The body of the rainbow smelt is slender and cylindrical. It has a silvery pale green back and is iridescent purple, blue, and pink on the sides, with a light underside. When fullgrown, the rainbow smelt is between seven and nine inches long and weighs about three ounces, and ones over 12 inches are known. They eat zooplankton, invertebrates and other fish, including small smelt, sculpins, burbot, and whitefish.
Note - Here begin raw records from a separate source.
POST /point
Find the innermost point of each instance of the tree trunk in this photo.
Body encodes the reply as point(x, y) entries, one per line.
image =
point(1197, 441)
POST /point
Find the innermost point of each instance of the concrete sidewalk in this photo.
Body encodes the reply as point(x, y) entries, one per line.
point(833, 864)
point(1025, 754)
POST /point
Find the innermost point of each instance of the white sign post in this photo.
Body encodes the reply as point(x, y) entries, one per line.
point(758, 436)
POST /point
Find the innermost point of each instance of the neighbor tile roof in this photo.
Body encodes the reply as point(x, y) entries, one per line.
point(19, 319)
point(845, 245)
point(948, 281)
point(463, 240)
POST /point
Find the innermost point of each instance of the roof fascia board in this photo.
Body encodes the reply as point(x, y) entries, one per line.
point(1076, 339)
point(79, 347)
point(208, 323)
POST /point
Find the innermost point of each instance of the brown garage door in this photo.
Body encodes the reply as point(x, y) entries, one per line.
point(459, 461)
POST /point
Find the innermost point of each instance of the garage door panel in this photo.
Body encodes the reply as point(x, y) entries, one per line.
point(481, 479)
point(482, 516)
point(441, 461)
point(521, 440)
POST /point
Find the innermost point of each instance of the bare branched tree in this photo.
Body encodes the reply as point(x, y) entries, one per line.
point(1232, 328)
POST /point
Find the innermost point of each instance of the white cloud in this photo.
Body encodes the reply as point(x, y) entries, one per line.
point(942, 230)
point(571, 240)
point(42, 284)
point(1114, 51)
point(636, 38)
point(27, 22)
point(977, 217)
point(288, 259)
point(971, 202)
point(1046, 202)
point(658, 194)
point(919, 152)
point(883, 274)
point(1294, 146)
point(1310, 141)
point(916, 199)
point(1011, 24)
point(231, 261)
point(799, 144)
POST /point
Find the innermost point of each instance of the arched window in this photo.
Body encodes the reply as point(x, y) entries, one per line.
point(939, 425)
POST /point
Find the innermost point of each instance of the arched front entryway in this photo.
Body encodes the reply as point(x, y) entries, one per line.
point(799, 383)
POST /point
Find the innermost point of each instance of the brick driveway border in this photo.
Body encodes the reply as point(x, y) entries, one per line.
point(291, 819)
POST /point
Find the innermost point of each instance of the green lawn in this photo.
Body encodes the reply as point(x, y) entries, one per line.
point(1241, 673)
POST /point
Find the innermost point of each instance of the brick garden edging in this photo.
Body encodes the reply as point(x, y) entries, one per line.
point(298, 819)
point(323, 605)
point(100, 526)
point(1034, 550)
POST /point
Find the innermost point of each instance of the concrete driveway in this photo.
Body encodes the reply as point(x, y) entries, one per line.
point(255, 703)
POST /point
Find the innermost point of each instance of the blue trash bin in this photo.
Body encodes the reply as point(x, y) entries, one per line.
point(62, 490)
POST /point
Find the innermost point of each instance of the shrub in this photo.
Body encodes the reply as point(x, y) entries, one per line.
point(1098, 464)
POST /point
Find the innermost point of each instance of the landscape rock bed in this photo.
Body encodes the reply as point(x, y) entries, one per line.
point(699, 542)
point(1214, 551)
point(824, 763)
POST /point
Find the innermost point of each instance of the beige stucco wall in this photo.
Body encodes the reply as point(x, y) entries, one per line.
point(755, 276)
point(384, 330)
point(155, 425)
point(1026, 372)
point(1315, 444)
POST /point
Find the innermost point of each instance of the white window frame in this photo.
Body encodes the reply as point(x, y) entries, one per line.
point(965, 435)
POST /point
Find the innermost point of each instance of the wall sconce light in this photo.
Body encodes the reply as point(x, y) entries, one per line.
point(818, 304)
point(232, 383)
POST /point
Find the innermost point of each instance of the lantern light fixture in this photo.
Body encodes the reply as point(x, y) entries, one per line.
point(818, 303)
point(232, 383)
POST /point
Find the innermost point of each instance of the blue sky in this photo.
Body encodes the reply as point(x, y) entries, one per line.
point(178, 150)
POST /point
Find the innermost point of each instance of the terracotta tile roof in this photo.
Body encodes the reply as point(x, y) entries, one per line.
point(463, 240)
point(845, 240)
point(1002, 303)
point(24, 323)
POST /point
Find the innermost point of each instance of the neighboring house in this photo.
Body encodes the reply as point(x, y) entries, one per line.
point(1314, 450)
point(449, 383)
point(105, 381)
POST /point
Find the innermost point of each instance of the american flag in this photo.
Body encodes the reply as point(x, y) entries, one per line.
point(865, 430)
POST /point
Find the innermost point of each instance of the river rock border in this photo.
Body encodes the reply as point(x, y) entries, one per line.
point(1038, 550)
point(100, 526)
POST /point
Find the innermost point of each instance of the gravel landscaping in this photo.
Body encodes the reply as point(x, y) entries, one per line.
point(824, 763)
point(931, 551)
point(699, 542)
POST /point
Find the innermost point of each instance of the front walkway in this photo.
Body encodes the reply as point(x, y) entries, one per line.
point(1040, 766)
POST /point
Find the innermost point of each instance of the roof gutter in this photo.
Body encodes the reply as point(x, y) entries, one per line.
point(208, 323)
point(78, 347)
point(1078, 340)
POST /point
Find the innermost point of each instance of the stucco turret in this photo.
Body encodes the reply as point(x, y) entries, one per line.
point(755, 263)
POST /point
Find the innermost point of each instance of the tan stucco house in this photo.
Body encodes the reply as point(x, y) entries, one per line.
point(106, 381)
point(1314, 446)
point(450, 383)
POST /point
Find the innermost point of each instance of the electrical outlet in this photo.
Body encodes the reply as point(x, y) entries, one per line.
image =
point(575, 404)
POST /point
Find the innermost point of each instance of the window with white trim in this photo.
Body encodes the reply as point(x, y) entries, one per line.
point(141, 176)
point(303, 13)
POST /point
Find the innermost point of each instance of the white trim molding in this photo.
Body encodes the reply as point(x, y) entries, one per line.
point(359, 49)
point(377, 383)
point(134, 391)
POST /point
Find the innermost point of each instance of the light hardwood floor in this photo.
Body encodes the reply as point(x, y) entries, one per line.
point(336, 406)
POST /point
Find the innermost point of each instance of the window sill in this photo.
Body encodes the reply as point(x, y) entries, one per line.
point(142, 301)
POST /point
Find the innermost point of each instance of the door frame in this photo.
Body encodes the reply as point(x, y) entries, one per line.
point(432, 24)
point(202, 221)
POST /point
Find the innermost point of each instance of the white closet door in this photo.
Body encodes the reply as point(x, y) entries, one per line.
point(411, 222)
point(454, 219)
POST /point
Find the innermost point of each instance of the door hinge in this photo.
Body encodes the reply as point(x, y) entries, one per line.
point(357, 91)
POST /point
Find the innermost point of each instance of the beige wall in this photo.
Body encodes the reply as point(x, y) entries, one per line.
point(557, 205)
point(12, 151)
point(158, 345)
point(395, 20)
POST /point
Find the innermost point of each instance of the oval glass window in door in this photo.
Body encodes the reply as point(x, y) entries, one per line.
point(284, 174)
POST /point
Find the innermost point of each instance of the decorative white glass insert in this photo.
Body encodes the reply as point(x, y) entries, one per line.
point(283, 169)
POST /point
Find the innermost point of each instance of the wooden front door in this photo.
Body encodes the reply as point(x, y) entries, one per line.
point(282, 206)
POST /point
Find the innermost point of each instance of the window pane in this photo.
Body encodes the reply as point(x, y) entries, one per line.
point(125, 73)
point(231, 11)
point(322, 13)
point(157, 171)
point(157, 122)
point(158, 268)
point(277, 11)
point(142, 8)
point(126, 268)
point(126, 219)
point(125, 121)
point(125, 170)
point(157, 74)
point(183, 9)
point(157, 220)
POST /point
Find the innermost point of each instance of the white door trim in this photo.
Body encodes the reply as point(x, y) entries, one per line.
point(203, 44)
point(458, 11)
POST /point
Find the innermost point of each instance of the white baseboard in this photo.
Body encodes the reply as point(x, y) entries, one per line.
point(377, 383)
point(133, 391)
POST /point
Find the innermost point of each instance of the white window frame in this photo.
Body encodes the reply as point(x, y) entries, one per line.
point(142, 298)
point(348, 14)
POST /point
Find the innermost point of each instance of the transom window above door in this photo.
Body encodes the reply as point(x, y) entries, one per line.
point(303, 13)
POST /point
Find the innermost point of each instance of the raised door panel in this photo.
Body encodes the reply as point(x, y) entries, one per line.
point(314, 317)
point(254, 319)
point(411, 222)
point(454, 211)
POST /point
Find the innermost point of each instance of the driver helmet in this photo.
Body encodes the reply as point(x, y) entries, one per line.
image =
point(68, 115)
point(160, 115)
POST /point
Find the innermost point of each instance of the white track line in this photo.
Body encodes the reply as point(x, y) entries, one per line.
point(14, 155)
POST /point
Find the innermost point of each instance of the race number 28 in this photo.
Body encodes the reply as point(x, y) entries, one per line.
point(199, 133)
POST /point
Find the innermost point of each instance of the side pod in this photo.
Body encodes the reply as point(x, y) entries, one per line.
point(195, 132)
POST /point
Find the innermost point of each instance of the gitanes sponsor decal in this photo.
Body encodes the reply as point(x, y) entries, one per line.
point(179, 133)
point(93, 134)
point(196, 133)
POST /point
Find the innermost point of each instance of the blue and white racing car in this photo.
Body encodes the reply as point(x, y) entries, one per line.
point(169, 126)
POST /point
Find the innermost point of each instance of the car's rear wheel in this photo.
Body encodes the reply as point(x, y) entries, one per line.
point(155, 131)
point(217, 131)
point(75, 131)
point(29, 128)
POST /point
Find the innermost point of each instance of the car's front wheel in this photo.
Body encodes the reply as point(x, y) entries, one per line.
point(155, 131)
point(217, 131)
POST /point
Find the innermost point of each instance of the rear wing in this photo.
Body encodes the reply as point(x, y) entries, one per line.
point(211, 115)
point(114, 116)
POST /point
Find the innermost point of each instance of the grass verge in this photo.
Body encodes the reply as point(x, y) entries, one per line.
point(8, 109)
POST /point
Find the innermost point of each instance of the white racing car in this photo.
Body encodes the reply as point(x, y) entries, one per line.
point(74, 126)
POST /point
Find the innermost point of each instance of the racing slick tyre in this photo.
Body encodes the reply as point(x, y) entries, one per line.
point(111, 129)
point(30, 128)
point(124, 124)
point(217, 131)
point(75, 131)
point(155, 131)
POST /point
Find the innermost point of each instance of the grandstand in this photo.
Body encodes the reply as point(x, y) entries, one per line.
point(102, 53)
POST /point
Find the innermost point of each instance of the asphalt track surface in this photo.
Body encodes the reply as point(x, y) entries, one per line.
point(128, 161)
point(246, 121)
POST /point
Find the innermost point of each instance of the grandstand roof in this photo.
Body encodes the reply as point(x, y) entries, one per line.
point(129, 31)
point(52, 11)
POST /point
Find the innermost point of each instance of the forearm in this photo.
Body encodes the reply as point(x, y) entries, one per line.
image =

They are preyed upon by larger predatory fish such as coho salmon, burbot, trout, walleye, and yellow perch.

Rainbow smelt are fished both commercially and for sport. Commercial harvests are down from historic levels; for example around 1850 an annual harvest from the Charles River alone was around 9 million fish. They are commonly processed into animal feed, but are also eaten by humans. They are a popular winter game fish and the spring smelt run is a tradition in many parts of their distribution. Since being introduced to the Great Lakes, rainbow smelt have been considered an invasive species and though they provide food for many native species of larger game fish, they also prey upon the young of these and other fish. They have been found to impact populations of lake herring, yellow perch, whitefish, bloaters, alewives, slimy sculpin, walleye, and lake trout.

In their anadromonous territories, they spend the summers along the coast, normally in waters no more than 20 feet deep and no more than a mile from shore. They overwinter under the ice in estuaries, producing an anti-freeze protein containing glycerol. In the spring, they spawn at night in small streams, often ones that go dry in the summer. Landlocked populations were historically known in Maine, and it was from one of these that they were introduced to one of the lakes in Michigan known as Crystal Lake, and then spread to the Great Lakes.